If you have two games A and B that have the same expected value $E$ when you play. The variance in the expected value of game $A$ is $vA$ and the variance in the expected value of game B is $vB$. What is the probability you don't lose money when you play each game? $(E>0)$
Thoughts
On average we expect to win E when we play either game. If we take the case $vA> vB$ then, intuitively, I think that playing game A has a higher likelihood of losing money. Is this reasoning correct? How do I use the variances to calculate the probability of $E<0$ in both cases?
To make the cases comparible let it be that there are equally distributed standardisations.

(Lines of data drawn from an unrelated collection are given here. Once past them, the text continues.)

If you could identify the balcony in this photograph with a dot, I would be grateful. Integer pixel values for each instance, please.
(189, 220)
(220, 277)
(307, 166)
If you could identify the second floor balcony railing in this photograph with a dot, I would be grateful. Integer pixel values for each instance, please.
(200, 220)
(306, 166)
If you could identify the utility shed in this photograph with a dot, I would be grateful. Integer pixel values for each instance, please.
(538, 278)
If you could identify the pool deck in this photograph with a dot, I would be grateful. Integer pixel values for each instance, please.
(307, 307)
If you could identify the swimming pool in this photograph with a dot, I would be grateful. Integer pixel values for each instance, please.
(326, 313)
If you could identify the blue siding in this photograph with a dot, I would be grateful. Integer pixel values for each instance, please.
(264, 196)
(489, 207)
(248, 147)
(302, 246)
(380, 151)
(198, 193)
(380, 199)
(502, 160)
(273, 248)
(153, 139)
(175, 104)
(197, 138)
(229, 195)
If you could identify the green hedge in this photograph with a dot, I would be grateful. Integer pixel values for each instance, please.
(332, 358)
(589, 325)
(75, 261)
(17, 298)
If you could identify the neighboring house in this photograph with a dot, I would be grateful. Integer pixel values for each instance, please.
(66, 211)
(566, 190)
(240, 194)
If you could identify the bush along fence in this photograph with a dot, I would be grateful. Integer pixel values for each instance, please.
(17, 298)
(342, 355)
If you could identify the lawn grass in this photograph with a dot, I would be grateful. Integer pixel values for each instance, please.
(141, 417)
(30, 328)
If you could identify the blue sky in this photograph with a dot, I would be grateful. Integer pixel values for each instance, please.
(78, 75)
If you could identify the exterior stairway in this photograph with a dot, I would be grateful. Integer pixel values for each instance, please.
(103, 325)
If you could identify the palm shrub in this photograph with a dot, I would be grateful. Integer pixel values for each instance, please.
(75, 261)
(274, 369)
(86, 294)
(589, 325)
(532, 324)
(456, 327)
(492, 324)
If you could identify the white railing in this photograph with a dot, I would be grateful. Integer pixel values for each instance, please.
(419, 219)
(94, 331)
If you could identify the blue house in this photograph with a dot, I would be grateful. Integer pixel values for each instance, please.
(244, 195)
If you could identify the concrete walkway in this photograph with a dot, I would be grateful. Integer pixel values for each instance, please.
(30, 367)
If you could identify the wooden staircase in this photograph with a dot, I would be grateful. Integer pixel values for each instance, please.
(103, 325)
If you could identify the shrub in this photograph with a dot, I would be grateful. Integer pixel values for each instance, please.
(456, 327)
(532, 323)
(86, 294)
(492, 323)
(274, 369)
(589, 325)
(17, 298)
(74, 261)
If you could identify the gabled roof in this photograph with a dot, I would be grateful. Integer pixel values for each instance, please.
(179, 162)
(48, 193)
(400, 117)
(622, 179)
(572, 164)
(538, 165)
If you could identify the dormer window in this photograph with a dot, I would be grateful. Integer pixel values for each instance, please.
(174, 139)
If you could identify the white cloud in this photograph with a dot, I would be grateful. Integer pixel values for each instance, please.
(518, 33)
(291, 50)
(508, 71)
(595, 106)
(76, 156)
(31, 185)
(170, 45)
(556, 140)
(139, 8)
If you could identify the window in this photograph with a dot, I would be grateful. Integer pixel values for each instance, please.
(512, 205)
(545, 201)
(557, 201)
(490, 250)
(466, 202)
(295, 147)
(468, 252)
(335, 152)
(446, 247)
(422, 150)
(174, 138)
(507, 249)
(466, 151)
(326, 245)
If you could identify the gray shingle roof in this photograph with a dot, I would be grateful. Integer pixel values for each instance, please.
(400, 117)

Let $\mu>0$ denote the common expected value, let $\sigma_A^2$ denote the variance in case A and let $\sigma_B^2$ denote the variance in case B.
If $\sigma_A>\sigma_B$ then: $$\frac{-\mu}{\sigma_A}>\frac{-\mu}{\sigma_B}$$ so that $$P(\mu+\sigma_AX<0)=P\left(X<\frac{-\mu}{\sigma_A}\right)>P\left(X<\frac{-\mu}{\sigma_B}\right)=P(\mu+\sigma_BX<0)$$ Here $X$ stands for the common standardisation.
This confirms your "reasoning" (or "thinking" actually, I cannot discern any reasoning in it) that in game $A$ there is a higher likelihood to loose money than in game $B$.
This however under an extra condition: equally distributed standardisations.